The Guardian had brushed aside the missile in mid-air, so softly as not to detonate its fuse.
Men in the mining company launcher were standing staring motionless, as if their own operators had left them via their back entrances. The boy, however, suspected that other substances were currently leaving them by that exit; and as soon as the Guardian cranked into a forward stride again, the men began to run. By the time the Guardian eventually arrived at the launcher and methodically and thoroughly destroyed it, the boy was quite certain there were no human beings inside it. To the east of the village, he heard the terrific impact of the anti-armour missile eventually reaching its maximum range and aborting.
Then there was nothing on the face of the desert but running men, and smoking metal, and the gigantic figure of the Guardian standing casting a long, long shadow in the dawn.
The old man climbed down slowly, with painstaking exactness, just as he did in all things. He was breathing quite heavily by the time he swung off the last rung and into a crowd of cheering children.
“I knew Khan would not let us down,” said Mother Tho.
“Khan Senior is a terrible fruit farmer,” observed Father Magnusson, “but a Guardian operator without equal.”

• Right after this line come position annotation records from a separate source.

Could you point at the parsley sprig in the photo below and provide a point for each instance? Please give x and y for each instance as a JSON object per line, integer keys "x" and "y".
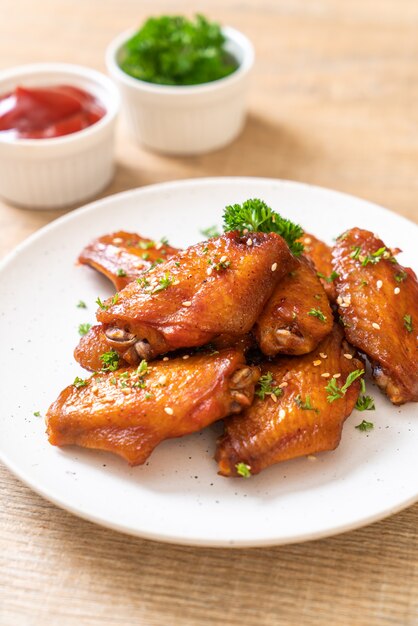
{"x": 255, "y": 215}
{"x": 335, "y": 392}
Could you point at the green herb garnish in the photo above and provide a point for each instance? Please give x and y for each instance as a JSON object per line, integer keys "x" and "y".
{"x": 83, "y": 329}
{"x": 365, "y": 426}
{"x": 255, "y": 215}
{"x": 110, "y": 361}
{"x": 243, "y": 470}
{"x": 407, "y": 322}
{"x": 335, "y": 392}
{"x": 79, "y": 382}
{"x": 365, "y": 403}
{"x": 266, "y": 387}
{"x": 306, "y": 406}
{"x": 318, "y": 313}
{"x": 174, "y": 50}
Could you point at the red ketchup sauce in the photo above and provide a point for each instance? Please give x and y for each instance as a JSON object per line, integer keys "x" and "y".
{"x": 45, "y": 112}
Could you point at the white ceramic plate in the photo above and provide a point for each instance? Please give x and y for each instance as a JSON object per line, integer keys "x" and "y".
{"x": 177, "y": 496}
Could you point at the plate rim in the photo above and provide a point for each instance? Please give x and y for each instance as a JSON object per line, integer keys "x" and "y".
{"x": 169, "y": 537}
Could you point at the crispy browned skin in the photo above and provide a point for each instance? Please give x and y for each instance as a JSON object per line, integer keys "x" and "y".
{"x": 122, "y": 256}
{"x": 374, "y": 314}
{"x": 270, "y": 432}
{"x": 320, "y": 255}
{"x": 129, "y": 414}
{"x": 215, "y": 287}
{"x": 90, "y": 349}
{"x": 287, "y": 324}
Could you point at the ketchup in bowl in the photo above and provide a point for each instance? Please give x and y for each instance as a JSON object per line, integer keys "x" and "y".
{"x": 46, "y": 112}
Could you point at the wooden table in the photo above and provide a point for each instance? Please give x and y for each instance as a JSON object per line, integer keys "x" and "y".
{"x": 334, "y": 102}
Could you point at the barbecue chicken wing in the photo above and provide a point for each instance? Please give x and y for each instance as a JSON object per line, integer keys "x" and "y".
{"x": 319, "y": 253}
{"x": 122, "y": 256}
{"x": 297, "y": 316}
{"x": 296, "y": 416}
{"x": 214, "y": 287}
{"x": 378, "y": 305}
{"x": 129, "y": 412}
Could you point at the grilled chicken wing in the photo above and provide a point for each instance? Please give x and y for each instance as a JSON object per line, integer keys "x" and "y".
{"x": 129, "y": 412}
{"x": 319, "y": 253}
{"x": 299, "y": 420}
{"x": 122, "y": 256}
{"x": 297, "y": 316}
{"x": 378, "y": 305}
{"x": 215, "y": 287}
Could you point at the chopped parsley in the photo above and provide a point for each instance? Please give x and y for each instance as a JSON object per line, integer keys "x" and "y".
{"x": 255, "y": 215}
{"x": 110, "y": 361}
{"x": 365, "y": 403}
{"x": 101, "y": 304}
{"x": 401, "y": 276}
{"x": 210, "y": 232}
{"x": 266, "y": 387}
{"x": 328, "y": 279}
{"x": 407, "y": 322}
{"x": 79, "y": 382}
{"x": 335, "y": 392}
{"x": 306, "y": 406}
{"x": 243, "y": 470}
{"x": 365, "y": 426}
{"x": 318, "y": 313}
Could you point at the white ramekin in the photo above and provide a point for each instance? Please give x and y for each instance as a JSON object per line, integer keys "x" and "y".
{"x": 185, "y": 119}
{"x": 56, "y": 172}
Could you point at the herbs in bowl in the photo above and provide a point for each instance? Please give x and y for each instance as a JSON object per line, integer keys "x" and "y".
{"x": 175, "y": 50}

“His oranges are scabby-skinned and dry inside,” agreed Mother Dingiswayo.
“All the same, I knew,” opined Mother Jayaraman, “that he would eventually come in useful for something.”
The old man shook his fist at the boy’s father in mock rage. “Khan Junior! What a fool to expose yourself so! Do you want your family to grow up without a father?”

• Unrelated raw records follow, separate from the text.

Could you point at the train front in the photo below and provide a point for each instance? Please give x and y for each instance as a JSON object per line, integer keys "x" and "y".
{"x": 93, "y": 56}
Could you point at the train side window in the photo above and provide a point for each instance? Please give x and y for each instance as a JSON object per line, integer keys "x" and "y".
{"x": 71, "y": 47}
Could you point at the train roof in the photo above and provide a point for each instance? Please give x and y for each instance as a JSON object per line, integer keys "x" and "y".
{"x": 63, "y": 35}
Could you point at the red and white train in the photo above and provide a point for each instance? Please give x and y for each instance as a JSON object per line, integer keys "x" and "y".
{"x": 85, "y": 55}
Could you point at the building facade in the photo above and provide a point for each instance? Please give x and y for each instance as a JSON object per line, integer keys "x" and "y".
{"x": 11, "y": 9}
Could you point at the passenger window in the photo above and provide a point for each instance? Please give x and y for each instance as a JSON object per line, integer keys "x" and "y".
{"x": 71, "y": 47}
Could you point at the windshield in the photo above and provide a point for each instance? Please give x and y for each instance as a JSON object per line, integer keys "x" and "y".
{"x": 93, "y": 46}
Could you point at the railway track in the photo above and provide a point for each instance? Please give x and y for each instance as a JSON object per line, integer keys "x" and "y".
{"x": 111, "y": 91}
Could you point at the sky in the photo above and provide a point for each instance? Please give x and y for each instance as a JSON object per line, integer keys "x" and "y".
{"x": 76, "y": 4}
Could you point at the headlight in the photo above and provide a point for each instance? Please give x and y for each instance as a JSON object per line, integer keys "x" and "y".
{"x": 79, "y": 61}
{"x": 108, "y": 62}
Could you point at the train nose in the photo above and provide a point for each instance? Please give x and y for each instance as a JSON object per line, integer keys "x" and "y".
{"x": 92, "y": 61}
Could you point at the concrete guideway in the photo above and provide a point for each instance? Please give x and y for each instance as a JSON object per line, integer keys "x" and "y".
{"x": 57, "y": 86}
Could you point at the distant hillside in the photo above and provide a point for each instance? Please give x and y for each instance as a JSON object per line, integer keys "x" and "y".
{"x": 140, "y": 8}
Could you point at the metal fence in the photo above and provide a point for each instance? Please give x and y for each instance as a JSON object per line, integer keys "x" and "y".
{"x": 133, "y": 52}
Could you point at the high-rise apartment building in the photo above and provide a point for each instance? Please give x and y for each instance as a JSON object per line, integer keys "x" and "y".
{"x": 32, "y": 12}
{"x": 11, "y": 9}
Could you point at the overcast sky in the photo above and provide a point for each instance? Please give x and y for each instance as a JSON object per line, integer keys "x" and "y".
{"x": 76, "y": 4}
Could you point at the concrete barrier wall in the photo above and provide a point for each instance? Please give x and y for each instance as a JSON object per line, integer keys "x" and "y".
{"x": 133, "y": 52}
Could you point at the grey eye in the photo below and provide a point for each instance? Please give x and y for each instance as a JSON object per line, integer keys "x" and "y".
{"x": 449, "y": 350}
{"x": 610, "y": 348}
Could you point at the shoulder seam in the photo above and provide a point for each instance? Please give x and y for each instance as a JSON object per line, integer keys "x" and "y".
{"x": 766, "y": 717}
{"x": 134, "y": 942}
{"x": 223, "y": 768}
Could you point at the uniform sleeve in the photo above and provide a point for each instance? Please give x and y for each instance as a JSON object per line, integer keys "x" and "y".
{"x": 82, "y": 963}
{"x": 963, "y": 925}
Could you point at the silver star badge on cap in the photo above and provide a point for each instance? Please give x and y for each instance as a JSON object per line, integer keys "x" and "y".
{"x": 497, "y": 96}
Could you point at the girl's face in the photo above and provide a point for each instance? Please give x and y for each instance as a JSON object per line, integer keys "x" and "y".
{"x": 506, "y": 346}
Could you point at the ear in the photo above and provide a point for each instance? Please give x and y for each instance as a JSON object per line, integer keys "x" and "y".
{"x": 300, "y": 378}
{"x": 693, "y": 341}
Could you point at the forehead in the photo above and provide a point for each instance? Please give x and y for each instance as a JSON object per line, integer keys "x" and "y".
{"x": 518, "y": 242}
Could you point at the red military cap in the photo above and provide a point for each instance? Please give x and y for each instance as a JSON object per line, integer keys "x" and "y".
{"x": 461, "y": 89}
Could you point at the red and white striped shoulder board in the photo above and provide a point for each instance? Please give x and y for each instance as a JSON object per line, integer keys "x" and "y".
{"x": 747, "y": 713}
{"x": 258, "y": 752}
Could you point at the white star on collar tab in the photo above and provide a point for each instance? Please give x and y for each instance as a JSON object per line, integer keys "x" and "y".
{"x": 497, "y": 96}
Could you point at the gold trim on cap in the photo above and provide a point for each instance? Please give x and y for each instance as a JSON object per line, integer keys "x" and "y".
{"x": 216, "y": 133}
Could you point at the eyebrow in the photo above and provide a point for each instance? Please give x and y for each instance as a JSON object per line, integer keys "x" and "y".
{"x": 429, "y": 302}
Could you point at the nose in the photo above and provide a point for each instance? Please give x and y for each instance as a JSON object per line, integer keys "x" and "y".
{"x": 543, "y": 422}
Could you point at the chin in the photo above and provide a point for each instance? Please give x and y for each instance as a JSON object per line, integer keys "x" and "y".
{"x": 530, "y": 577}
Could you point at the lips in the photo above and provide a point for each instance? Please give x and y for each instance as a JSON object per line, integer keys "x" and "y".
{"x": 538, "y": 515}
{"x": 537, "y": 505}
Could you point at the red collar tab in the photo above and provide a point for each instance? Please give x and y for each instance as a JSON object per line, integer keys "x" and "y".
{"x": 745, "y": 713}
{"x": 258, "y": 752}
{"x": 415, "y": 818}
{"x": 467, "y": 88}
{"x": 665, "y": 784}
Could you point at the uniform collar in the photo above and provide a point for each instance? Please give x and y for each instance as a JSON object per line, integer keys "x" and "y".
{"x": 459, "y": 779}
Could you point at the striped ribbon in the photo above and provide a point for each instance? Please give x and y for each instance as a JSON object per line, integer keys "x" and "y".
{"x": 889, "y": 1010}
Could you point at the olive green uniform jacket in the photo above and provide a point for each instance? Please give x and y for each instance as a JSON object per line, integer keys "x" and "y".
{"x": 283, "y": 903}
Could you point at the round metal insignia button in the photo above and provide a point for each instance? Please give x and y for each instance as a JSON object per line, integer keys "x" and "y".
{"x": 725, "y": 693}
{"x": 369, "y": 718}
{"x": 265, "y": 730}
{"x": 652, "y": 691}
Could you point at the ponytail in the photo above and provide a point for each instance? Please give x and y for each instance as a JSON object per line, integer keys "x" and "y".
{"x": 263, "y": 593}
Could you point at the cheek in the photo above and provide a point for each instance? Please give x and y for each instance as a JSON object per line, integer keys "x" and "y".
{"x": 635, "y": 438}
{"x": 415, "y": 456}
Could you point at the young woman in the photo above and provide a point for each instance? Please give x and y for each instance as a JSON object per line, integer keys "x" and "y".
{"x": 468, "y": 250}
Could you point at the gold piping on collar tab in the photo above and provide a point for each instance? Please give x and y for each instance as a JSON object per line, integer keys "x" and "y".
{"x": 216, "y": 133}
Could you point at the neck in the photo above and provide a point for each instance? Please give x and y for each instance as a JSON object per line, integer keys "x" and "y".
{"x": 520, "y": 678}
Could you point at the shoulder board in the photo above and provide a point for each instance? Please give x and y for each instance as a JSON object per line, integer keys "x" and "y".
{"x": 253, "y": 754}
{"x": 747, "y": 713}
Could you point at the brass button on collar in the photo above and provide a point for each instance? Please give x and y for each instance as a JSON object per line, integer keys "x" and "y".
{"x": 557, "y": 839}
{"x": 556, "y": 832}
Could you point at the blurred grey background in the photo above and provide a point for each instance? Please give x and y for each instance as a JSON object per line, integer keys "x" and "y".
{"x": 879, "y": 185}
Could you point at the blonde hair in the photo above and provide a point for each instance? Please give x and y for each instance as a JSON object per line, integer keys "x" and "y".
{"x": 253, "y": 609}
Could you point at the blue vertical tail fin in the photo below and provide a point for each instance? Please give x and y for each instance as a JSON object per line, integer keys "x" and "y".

Khan grinned. “I am sorry, father. I have no idea what came over me.”
“Maybe it is a hereditary condition,” muttered the boy’s mother.
“Well,” said the old man, “at least it has turned out for the best. Had you not jumped out when you did, I might not have made it to the access ladder. One might almost imagine that that was your deliberate intention.”
“I apologize if I did badly, father,” said Khan. “I am more of a farmer by trade.”
The old man walked across the square, to a handcart one of the younger boys had led out. In a fit of patriotic Commonwealther fervour, Father Magnusson had donated a hundred kilos of potatoes for a celebration, and they had been stacked in a neat pile ready for baking.
The old man picked one up, raw, and bit into it.
“Never apologize for being a farmer,” said the old man, chewing gamely for a man with few remaining teeth. “After all, a gun will protect your family’s life only once in a lifetime. But a potato,” he said, gesturing with the tuber to illustrate his point, “is useful every day.”